2 Nisan 2011 Cumartesi

hayvanlara bakmak II


Sanayileşmiş dünya çocuklarının etrafı hayvan imgeleriyle çevrilidir: oyuncaklar, çizgi filmler, envai çeşit süsleme malzemeleri... Çocukların hayvanlara duydukları kendiliğinden gibi görünen bu merak, durumun her zaman böyle olduğunu düşünmemize sebep olabilir. Kuşkusuz, ilk oyuncakların bazılarında (insanların çok büyük kısmı oyuncaktan habersizken), hayvan figürleri kullanılmıştı. Aynı şekilde, dünyanın dört bir yanında, çocukların oynadıkları oyunlar ya gerçek ya da hayalî hayvanları içermiştir. Ama hayvan röprodüksiyonları, ancak 19. yüzyılda, orta sınıf ailelerin çocuklarının ortamının ayrılmaz parçası olmuştur.

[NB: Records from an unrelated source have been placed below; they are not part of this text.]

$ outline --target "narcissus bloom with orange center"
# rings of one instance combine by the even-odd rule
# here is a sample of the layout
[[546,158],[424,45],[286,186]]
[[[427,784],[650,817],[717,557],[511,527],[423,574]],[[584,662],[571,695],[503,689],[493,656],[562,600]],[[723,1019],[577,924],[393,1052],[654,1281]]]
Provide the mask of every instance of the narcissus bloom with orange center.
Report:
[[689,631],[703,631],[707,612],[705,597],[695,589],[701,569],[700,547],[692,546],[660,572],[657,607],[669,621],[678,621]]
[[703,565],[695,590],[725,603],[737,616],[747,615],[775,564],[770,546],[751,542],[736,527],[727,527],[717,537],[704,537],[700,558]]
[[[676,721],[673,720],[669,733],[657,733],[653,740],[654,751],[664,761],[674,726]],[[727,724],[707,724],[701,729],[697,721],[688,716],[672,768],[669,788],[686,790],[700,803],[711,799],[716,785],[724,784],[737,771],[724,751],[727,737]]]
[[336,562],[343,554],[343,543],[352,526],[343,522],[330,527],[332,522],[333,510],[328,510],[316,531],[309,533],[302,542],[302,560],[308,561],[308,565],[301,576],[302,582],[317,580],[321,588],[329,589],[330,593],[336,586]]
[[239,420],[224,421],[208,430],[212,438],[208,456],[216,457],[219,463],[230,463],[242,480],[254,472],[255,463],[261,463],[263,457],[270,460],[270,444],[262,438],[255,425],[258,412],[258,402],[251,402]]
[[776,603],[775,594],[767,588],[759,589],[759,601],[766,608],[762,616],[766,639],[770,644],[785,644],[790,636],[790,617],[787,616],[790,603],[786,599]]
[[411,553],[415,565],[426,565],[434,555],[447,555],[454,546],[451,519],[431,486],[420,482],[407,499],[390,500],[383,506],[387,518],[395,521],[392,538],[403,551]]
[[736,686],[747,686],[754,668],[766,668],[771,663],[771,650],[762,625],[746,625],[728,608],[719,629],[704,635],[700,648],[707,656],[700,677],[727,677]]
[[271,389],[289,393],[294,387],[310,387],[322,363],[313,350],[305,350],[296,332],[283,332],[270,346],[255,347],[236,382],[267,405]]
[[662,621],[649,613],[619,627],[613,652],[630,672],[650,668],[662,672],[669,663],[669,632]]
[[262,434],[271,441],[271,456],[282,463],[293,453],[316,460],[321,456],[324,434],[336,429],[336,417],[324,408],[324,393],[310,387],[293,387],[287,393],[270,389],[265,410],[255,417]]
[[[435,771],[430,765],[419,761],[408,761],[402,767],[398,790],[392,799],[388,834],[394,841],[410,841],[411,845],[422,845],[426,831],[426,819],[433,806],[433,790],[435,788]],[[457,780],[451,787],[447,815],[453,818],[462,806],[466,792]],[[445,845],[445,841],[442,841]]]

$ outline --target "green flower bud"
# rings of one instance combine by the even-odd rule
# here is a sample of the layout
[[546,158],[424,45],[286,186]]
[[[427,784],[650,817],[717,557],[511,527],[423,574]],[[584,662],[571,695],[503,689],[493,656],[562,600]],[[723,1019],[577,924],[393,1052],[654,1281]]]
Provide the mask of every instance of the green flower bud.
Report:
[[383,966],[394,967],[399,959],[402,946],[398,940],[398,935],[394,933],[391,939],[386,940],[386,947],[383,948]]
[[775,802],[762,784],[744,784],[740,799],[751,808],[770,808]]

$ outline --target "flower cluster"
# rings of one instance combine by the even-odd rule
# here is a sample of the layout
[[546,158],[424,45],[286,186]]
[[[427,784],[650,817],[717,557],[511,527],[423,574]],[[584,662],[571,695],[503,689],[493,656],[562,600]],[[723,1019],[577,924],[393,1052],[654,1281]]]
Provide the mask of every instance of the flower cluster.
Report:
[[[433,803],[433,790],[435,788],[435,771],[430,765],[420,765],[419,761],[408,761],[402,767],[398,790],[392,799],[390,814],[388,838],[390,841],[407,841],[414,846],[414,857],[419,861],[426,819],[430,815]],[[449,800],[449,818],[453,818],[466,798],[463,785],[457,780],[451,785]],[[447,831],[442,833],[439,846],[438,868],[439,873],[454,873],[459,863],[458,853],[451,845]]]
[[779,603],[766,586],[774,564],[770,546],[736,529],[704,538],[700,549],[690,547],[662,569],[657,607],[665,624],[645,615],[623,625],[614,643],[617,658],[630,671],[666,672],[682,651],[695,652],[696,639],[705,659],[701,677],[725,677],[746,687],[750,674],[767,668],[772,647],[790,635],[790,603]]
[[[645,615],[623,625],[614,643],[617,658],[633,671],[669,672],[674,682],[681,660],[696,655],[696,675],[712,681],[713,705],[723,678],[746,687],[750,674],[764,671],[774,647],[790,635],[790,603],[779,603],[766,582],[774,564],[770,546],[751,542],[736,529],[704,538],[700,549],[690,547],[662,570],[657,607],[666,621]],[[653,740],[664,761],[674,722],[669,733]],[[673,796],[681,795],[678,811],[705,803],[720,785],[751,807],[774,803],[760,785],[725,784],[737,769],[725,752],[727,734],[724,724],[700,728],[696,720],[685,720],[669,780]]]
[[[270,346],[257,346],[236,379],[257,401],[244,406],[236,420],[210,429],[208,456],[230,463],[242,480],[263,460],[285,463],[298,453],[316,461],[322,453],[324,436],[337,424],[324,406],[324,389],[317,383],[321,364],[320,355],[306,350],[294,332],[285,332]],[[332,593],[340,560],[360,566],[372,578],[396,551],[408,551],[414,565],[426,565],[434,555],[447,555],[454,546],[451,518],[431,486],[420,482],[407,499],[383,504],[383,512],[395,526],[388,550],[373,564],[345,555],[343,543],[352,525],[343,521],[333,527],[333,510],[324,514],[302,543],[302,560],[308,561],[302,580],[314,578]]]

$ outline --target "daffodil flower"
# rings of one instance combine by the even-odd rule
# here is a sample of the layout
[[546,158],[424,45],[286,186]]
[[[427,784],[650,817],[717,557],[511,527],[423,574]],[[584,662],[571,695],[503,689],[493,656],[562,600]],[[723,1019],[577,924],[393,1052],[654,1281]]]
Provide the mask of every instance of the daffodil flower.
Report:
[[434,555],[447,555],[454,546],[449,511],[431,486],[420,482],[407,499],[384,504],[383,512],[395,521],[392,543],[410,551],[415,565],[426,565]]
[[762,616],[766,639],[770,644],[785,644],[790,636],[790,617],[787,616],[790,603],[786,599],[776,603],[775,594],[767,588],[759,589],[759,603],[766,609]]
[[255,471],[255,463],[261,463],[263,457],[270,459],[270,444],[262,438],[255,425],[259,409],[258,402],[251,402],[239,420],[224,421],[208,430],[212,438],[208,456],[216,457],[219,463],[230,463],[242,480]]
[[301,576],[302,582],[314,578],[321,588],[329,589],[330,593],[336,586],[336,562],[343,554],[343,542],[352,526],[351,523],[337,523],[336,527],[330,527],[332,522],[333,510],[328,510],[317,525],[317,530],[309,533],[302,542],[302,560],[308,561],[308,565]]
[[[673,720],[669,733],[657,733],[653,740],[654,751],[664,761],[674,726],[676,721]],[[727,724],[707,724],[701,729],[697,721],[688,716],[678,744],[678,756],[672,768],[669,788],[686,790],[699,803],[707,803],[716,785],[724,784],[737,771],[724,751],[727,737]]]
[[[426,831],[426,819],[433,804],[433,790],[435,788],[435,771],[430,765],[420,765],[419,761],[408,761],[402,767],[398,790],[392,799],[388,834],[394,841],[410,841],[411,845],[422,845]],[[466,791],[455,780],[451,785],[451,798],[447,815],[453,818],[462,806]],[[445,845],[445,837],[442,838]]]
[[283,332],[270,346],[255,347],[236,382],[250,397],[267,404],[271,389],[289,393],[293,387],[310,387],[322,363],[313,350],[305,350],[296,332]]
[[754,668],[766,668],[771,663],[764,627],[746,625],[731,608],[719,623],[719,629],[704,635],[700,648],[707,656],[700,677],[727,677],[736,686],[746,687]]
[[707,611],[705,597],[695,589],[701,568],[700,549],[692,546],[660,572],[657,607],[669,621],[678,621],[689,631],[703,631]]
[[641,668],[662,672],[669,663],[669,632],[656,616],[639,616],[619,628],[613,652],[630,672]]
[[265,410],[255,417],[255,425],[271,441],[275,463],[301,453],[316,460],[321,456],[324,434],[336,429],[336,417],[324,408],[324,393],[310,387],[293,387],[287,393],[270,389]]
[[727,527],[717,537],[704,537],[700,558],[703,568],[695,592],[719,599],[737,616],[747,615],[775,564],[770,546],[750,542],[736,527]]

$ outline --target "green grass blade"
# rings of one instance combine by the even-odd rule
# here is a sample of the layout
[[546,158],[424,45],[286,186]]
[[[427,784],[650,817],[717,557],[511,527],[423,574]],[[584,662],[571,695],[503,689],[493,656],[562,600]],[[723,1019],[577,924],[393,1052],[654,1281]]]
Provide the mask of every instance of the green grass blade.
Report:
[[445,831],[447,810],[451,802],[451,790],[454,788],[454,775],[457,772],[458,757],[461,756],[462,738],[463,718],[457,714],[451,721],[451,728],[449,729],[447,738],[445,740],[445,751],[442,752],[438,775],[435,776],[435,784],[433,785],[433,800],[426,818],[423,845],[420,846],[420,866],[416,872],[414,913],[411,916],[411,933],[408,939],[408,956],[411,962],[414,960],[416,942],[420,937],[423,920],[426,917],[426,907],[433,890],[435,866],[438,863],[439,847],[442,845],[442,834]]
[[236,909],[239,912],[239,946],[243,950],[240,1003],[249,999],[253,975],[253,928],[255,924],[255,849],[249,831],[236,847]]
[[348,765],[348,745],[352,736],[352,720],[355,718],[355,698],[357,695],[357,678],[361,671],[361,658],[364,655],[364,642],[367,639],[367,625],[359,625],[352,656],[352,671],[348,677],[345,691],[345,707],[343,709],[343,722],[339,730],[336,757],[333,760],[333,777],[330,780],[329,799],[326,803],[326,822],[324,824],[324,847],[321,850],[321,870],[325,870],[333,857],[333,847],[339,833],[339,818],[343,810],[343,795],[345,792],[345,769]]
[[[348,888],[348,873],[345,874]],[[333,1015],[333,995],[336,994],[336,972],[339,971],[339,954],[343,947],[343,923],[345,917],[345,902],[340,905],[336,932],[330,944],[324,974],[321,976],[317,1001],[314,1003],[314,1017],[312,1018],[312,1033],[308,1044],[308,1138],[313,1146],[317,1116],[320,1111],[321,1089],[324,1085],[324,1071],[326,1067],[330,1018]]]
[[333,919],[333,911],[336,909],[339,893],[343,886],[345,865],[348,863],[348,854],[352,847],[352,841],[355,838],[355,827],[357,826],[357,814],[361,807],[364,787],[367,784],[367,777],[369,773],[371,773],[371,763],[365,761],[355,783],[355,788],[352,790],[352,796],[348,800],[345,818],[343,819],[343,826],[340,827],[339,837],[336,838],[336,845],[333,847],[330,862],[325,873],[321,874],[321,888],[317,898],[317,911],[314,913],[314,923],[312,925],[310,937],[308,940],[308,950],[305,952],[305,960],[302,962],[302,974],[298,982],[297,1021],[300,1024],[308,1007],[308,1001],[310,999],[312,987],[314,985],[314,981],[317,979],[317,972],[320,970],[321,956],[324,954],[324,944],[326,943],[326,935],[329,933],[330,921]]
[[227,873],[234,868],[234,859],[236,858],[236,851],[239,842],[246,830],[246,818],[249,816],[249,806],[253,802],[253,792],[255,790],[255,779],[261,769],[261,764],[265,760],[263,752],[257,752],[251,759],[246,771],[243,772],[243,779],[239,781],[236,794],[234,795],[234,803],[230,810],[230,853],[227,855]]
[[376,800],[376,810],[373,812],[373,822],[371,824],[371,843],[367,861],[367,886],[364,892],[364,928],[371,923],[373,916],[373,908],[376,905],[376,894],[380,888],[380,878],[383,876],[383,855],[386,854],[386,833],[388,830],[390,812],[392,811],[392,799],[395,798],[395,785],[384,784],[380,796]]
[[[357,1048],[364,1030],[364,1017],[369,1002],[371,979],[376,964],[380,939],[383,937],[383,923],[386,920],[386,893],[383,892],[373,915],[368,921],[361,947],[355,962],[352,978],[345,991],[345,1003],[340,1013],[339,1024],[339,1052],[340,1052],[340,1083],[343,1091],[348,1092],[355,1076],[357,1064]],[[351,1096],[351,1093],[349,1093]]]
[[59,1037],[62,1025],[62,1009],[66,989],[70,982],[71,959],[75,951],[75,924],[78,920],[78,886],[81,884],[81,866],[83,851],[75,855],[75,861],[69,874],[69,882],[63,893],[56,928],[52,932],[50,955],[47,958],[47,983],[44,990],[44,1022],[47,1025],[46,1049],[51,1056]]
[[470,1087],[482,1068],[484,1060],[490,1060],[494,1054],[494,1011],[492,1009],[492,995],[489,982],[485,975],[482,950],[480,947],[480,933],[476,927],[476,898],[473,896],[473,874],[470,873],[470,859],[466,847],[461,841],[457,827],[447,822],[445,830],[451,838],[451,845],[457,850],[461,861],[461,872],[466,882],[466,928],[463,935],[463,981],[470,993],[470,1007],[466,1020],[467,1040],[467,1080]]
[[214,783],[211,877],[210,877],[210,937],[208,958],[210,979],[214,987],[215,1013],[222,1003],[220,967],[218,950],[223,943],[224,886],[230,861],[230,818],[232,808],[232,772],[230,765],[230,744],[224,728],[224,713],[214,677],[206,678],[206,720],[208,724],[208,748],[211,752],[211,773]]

Daha önceki asırlarda, hayvan oyuncaklarının oranı azdı ve bunlar gerçekçi değil sembolikti. Geleneksel bir tahta at ile atlıkarınca arasındaki farkta bunu görmek mümkündür: ilki, çocukların süpürge sapı gibi üzerine bindikleri bir sopa ile başı andıran bir figürden ibarettir; ikincisi ise, en ince ayrıntılarına kadar işlenmiş, gerçekçi biçimde boyanmış, deri yuları ve gerçek atlardan alınmış yeleleriyle koşan bir at gibi hareket etmek üzere tasarlanmış bir at “röprodüksiyonu”dur. Atlıkarınca bir 19. yüzyıl icadıdır.  

Hayvan oyuncaklarının gerçeğe yakın olması yönündeki bu talep, imalatta farklı yöntemlerin benimsenmesine yol açtı. İlk peluş hayvanlar üretildi, bunların en pahalı olanlarında gerçek hayvan derisi –çoğunlukla ölü doğan buzağıların derileri– kullanılıyordu. Aynı dönemde, çocukların yatarken yanlarına aldıkları –ayı, tavşan gibi– yumuşak hayvan oyuncakları ortaya çıktı. Gerçekçi hayvan oyuncakların imalatı ile, halka açık hayvanat bahçelerinin kuruluşu, aynı döneme denk geliyordu. 

Hayvanat bahçeleri, gerçekçi hayvan oyuncakları ve hayvan imgelerinin ticarî olarak yaygınlaşması, bunların tümü, hayvanların gündelik hayattan kopmasıyla başladı. Bu icatların, söz konusu kopuşu telafi ettiği düşünülebilir. Ama gerçekte bunlar, hayvanların bizden ayrılması gibi, aynı amansız sürecin parçasıydı. Hayvanat bahçeleri, hayvanların nasıl tümden marjinal hale getirildiklerini gösteriyordu. Gerçekçi oyuncaklar, yeni hayvan kuklalarına olan talebi artırdı: kentli pet. Hayvanların imgelerde yeniden üretilmesi –biyolojik üremeleri gittikçe daha az tanık olunan bir manzara haline geldikçe–, hayvanların hiç olmadıkları kadar uzak ve egzotik kılınmalarına yol açtı.

Hayvanlar her yerde kayboluyorlar. Hayvanat bahçelerinde, kendi kayboluşlarının canlı abideleri konumundalar. Kapitalizm kültürü açısından bu tarihî kaybın geri dönüşü yoktur.